Ich trank einen großen Schluck meines Früchtetees. "Ich bin aufgeregt", gestand ich zu.
Nachdem wir zu mir gelaufen waren, legten wir unsere Jacken und Taschen abgelegt hatten, riss ich meinen Kleiderschrank auf und kramte ein paar Klamotten heraus. "Das hier?" Mali schüttelte den Kopf. "Du musst etwas besonderes anziehen!", meinte sie knapp. Jetzt schubste sie mich zur Seite und kramte in meinem Schrank herum. "Hier..." Sie drückte mir Klamotten in die Hand, die ich ewig nicht getragen hatte: Ein enges, knielanges, schwarzes, langärmeliges Kleid, dazu schwarze Stiefel und eine Holojacke. Erstaunlicherweise sah es gut aus. Sie selbst suchte sich eine durchlöchert Jeans, dazu eine weiße, auffällige Blue und eine Lederjacke. Sie hilf mir noch bei Make-up und Haaren.

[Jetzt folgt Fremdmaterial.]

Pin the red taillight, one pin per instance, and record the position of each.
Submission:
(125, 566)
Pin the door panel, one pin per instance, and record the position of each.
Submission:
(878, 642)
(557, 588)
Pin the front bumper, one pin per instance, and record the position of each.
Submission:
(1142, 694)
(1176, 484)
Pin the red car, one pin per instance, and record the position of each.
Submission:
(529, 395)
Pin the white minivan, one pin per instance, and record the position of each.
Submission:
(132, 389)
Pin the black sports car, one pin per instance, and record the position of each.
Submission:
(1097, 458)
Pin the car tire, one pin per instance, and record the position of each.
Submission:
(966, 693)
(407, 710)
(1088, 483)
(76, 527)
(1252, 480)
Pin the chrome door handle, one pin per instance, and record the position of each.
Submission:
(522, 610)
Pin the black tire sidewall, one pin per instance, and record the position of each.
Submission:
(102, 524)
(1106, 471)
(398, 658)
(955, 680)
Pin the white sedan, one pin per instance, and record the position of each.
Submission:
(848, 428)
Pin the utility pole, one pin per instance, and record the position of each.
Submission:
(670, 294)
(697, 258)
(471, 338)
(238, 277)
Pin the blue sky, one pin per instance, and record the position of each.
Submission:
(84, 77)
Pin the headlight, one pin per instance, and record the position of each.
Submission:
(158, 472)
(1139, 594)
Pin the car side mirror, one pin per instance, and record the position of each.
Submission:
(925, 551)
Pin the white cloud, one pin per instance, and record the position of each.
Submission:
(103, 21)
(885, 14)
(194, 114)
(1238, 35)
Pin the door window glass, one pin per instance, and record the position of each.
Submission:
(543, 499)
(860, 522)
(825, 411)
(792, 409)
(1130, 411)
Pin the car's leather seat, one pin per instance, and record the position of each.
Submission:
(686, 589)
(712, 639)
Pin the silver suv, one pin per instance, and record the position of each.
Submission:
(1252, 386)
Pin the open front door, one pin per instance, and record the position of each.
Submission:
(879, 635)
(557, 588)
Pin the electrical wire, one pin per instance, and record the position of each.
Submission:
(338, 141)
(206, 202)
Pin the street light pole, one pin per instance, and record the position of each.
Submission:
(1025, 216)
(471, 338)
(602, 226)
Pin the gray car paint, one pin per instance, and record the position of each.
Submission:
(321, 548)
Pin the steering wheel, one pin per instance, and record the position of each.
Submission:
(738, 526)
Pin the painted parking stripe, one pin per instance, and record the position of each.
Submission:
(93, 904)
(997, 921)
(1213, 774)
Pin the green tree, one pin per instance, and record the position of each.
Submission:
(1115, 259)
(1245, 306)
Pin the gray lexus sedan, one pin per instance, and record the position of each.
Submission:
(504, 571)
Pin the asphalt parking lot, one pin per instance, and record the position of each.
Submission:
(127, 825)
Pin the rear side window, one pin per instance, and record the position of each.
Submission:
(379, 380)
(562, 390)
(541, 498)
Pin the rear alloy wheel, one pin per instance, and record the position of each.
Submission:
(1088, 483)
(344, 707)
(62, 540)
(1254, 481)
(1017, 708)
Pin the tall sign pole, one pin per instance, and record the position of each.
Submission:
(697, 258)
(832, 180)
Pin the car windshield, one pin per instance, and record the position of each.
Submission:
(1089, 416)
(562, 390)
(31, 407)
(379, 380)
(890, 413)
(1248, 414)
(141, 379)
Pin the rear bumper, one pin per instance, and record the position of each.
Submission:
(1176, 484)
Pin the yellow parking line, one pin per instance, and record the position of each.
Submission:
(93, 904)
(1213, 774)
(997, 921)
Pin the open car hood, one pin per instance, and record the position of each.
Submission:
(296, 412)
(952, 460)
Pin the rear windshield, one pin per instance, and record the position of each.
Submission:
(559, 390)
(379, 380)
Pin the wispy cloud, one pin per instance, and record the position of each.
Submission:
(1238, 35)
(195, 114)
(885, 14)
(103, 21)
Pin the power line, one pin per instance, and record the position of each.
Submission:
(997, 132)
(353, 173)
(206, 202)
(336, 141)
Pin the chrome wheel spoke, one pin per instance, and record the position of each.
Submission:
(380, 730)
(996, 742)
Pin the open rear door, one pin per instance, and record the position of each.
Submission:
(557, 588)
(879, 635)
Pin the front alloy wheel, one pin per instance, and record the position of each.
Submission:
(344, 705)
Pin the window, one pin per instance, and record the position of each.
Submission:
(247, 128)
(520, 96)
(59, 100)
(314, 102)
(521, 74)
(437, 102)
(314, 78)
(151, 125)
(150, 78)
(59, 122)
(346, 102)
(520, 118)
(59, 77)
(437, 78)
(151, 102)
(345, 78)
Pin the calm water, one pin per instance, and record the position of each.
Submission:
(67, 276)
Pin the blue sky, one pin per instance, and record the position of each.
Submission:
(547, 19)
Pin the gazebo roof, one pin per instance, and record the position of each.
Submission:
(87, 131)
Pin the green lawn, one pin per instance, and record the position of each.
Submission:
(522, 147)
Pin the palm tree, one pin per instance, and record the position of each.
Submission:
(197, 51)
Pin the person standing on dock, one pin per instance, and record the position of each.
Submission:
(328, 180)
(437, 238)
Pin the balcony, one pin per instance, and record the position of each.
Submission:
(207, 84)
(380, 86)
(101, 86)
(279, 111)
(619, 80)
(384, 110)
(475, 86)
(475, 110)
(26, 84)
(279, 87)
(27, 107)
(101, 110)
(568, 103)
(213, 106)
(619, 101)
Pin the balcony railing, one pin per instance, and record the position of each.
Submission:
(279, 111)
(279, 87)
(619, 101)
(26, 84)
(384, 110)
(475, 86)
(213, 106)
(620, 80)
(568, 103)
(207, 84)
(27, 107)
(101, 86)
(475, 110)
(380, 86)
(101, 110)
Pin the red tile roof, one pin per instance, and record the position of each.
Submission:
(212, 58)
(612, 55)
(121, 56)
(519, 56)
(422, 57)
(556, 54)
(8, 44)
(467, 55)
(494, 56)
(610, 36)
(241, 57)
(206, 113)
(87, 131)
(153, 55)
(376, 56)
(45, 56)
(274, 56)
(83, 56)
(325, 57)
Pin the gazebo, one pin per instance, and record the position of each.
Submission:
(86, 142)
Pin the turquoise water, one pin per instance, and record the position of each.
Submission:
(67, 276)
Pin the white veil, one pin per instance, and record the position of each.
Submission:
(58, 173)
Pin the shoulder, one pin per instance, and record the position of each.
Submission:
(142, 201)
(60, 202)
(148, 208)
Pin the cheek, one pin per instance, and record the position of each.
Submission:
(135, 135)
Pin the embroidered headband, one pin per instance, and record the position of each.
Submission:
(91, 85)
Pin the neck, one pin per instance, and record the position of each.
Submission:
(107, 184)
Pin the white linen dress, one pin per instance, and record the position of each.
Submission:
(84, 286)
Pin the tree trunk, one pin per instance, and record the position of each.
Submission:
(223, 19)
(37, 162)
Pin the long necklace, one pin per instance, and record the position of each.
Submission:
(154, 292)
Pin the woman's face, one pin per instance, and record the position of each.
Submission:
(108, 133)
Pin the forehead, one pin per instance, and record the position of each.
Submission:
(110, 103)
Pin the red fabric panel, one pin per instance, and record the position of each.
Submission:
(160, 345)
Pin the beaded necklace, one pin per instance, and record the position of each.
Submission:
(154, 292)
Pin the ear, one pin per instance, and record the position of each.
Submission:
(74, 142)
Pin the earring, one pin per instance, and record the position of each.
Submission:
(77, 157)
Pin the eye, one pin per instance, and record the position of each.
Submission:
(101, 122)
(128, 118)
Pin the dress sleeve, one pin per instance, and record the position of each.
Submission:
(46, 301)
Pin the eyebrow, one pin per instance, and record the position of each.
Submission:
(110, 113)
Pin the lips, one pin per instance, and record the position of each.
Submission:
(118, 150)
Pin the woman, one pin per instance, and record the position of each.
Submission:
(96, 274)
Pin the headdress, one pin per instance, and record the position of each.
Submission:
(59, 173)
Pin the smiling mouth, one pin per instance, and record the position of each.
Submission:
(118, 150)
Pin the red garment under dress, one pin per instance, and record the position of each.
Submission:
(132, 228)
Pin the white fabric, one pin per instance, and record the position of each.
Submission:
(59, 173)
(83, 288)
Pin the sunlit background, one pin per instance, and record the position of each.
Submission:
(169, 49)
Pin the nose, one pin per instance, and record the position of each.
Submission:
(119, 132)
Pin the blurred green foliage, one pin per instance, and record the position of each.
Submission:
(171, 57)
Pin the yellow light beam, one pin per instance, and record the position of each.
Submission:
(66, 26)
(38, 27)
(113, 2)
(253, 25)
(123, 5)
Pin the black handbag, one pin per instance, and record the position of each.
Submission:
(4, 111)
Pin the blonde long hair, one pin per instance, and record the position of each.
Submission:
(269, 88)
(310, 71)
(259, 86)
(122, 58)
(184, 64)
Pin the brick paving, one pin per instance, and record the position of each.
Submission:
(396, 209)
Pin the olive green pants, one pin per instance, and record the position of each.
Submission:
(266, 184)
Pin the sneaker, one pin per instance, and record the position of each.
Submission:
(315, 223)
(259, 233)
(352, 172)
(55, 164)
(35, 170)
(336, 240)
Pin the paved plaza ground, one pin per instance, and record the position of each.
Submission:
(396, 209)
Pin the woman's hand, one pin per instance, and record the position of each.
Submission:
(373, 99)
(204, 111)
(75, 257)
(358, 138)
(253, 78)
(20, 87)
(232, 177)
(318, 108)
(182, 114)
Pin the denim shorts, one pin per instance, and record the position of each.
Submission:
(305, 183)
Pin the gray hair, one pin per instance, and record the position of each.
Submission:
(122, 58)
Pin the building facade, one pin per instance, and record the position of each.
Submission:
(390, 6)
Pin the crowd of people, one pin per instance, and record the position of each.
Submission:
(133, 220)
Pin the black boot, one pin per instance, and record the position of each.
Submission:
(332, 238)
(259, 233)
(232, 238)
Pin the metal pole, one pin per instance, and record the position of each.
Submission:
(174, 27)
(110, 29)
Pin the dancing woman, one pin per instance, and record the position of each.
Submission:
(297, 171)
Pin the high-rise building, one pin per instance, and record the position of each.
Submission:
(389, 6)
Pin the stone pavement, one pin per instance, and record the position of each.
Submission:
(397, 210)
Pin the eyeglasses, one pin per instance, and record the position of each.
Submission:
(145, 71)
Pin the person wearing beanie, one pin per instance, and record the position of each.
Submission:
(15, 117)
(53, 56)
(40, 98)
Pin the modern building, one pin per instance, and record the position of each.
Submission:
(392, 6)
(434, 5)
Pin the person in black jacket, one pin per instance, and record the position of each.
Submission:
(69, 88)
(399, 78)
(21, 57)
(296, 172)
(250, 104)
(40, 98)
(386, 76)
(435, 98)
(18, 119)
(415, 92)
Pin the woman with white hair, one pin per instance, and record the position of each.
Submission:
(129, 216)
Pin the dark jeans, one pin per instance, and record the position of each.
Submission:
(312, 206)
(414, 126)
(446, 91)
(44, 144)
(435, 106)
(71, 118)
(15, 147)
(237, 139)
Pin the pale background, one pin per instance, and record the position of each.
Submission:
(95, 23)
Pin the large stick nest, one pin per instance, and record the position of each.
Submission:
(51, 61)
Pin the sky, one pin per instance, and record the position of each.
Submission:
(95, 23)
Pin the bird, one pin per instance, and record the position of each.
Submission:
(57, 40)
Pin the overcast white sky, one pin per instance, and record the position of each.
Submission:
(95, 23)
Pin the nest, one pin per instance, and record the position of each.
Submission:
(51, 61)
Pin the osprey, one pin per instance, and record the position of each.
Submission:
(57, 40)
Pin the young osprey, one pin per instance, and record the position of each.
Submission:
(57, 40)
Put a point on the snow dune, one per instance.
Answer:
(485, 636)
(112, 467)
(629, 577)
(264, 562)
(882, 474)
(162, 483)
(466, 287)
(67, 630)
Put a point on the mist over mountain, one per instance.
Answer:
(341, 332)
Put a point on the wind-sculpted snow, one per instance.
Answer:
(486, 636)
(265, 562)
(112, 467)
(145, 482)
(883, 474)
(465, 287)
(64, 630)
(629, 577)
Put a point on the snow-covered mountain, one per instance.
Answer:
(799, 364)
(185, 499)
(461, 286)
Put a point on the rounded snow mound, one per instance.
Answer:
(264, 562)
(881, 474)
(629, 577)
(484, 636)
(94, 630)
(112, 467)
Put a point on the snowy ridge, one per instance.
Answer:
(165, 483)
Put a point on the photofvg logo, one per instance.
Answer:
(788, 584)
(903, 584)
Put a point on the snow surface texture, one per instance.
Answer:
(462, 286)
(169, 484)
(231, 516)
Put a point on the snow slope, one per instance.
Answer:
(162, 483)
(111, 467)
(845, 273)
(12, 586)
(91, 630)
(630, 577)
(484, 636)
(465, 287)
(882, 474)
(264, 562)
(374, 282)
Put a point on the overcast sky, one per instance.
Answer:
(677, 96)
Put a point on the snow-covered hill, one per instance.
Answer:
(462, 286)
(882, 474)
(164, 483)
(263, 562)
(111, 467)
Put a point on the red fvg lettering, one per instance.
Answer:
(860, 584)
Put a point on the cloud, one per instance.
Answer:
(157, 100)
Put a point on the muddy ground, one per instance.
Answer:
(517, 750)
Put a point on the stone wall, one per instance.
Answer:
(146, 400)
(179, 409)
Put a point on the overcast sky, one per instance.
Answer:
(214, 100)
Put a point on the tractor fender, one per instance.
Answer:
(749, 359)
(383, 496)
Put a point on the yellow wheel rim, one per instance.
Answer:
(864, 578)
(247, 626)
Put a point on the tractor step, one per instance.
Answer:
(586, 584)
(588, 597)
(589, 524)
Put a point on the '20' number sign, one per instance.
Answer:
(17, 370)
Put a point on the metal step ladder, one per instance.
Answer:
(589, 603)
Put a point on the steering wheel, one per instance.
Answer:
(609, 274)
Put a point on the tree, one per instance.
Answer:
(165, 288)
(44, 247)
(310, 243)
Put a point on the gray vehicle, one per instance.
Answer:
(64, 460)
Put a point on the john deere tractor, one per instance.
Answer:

Ich schaute in den Spiegel und strich mir eine Strähne aus dem Gesicht.  Ich war nervös. "Kommst du? Das Konzert beginnt in einer Stunde!"
Ich drehte mich zu meiner besten Freundin um. "Ich bin bereit", flüsterte ich.
Als ich aus dem Haus trat, merkte ich sofort, dass der Wind weg war. Dieses Gefühl von Freiheit auch. Mali drehte sich um, sie stand 3 Meter vor mir. "Kommst du dann?", fragte sie ungeduldig. Ich nickte ihr und folgte ihr schweigend, während sie sich Gedanken über die Band Purely Ocean Blue machte. "Was für Lieder die wohl spielen! Ich hoffe irgendwie, auf Popbaladen. Obwohl, nee. Das macht jeder. Vielleicht sind sie ja 'ne Heavy Metal Gruppe, hey, Katja, bist du anwesend?" "Was?" Ich hatte ihr kein bisschen zugehört. Sie lachte und schüttelte den Kopf. "Ach, nicht so wichtig. Alles okay?" Ich nickte. "Ich hab gerade so 'nen Ohrwurm von, warte wie hieß der gleich!? Der mit den roten Haaren, den du so magst?" Ich schaute sie an. "E...." "Ach ja! Bastian Schweinsteiger!" Ich lachte. "Ne. Der ist Fußballer, du meinst Ed Sheeran" Lachend kamen wir an dem Club an.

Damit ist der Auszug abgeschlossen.